Examples include Lonza Biologics’ (Rochester, N.Y.) glutamine synthetase (GS) system, which bioengineers hybridoma cell lines (the expression system of choice for MAbs) and Chinese hamster ovary (CHO) cells. Lonza outlicenses GS and employs it to differentiate itself from other CMOs. Another cell line innovation is the PER.C6 cell line from Crucell (Leiden, the Netherlands), used to generate therapeutic adenovirus, vaccine-producing viruses and MAbs.
Media optimization lacks the glamour of cell line engineering but is essential considering that almost every productive cell line differs physiologically from its parent line, and therefore requires a slightly different environment for optimal growth.
A less-than-obvious goal of media optimization is creating new formats that reduce process steps by simplifying or decreasing the number of individual additives during media prep. For example, Invitrogen's Advanced Granulation Technology delivers complex specialty media in dry format as a single powder.

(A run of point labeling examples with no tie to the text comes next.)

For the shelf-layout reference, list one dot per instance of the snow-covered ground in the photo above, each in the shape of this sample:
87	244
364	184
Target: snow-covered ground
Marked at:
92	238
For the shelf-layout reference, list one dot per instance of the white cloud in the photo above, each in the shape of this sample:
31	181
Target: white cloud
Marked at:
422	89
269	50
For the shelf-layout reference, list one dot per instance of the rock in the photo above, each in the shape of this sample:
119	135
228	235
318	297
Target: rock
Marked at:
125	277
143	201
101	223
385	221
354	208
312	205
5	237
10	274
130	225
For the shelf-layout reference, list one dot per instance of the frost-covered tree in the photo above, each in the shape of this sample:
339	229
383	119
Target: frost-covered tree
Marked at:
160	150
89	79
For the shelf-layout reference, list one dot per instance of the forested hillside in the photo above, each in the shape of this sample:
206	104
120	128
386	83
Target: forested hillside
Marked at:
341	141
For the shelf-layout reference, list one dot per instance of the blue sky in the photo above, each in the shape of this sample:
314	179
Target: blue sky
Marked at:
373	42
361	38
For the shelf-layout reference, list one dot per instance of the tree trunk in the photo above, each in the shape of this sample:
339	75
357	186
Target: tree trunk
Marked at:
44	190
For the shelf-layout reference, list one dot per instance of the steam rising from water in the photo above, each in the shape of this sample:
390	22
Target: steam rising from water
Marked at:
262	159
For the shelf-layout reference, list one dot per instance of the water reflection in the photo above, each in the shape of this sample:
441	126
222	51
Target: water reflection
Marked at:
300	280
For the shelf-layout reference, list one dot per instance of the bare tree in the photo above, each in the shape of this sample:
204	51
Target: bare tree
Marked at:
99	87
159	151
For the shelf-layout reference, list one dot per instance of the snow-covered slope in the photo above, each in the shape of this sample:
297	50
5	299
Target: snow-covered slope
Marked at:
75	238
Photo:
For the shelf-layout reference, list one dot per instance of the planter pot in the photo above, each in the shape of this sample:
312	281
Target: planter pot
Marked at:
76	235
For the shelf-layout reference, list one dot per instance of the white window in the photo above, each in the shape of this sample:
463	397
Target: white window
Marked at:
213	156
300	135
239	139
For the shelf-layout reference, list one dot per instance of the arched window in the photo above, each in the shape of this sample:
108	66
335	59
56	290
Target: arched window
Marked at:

Conventional media rely on a basal formulation plus periodic supplement infusions.
“Most media suppliers conduct optimization free or at minimal cost to end users, with the idea of securing long-term supply positions for the resultant optimized formulation,” says GIBCO’s Smith.

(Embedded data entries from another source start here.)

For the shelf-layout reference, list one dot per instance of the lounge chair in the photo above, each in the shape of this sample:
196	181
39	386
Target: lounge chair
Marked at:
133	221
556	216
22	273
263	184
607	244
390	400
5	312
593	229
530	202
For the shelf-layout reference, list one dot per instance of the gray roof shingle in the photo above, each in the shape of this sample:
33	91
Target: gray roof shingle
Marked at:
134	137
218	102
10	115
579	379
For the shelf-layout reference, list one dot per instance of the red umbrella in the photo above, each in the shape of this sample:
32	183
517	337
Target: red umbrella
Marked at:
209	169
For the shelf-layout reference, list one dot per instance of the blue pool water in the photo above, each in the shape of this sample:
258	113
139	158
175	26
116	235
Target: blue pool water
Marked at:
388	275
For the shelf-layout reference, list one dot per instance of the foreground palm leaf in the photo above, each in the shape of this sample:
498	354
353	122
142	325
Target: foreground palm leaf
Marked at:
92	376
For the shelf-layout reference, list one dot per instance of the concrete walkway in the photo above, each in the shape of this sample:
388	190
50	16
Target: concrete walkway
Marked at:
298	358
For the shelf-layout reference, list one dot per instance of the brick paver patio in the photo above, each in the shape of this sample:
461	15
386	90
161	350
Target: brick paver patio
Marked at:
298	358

|Smaller Volumes: Answering the Capacity Planning Headache
It’s no secret that biomanufacturing is still rather inefficient compared with other process industries, even those that employ fermentation. Rather than building bigger tanks and constructing ever-larger facilities to overcome inherent inefficiencies, tomorrow’s bioprocessors will utilize existing capacity more effectively.
By combining novel microbial/cellular expression systems, cell line engineering and media optimization, biotech has already made significant progress. Today’s state-of-the-art expression systems generate up to two grams of protein per liter of process volume — a twentyfold increase over 1990 levels.

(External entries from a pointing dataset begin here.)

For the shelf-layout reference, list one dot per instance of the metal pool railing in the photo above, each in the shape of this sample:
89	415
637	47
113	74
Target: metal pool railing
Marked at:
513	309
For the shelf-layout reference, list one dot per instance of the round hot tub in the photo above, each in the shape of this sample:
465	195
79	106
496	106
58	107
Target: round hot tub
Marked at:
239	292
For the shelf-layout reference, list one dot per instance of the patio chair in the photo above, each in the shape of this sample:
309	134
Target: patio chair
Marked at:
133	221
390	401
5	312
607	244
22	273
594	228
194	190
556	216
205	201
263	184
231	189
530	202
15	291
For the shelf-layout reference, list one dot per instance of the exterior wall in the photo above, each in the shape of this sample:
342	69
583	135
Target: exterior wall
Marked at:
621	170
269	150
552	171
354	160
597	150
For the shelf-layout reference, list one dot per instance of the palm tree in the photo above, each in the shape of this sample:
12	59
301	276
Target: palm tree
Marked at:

On the pharmacology side, improved bioavailability and protein stability could cut dosages for MAb products as much as tenfold. Examples include proteins modified with polyethylene glycol (PEG) residues, encapsulated in vesicles, or delivered through implantable or ingested biodegradable materials. Amgen (Thousand Oaks, Calif.) has already developed a version of its G-CSF white blood cell booster based on PEGylation.
Significant progress has been made at the unit operation level as well. KBI BioPharma’s (Durham, N.C.) centrifugal bioreactor (CBR) technology applies advanced fluidized bed methodology to immobilize and maintain cells at extremely high density, in a low-shear environment, without the use of membranes or other solid supports. Fluidized cell beds are held between opposing centrifugal and hydrodynamic forces for long periods, facilitating highly efficient continuous processing. According to Roger Lias, Ph.D., vice president of business development of KBI Biopharma, CBR could reduce manufacturing-related capital operating costs significantly and thus tilt the capacity see-saw, at least for a while, in biotech’s favor.
“CBR has recently moved beyond proof-of-principle studies and into applications development,” comments Dr. Lias. “We believe that by offering a more consistent product than what is obtained from conventional stirred tank bioreactors, CBR will provide downstream efficiencies as well.”
For now, KBI BioPharma is focusing on demonstrating high productivity for MAbs and recombinant products and plans to enter research collaborations to move its technology forward.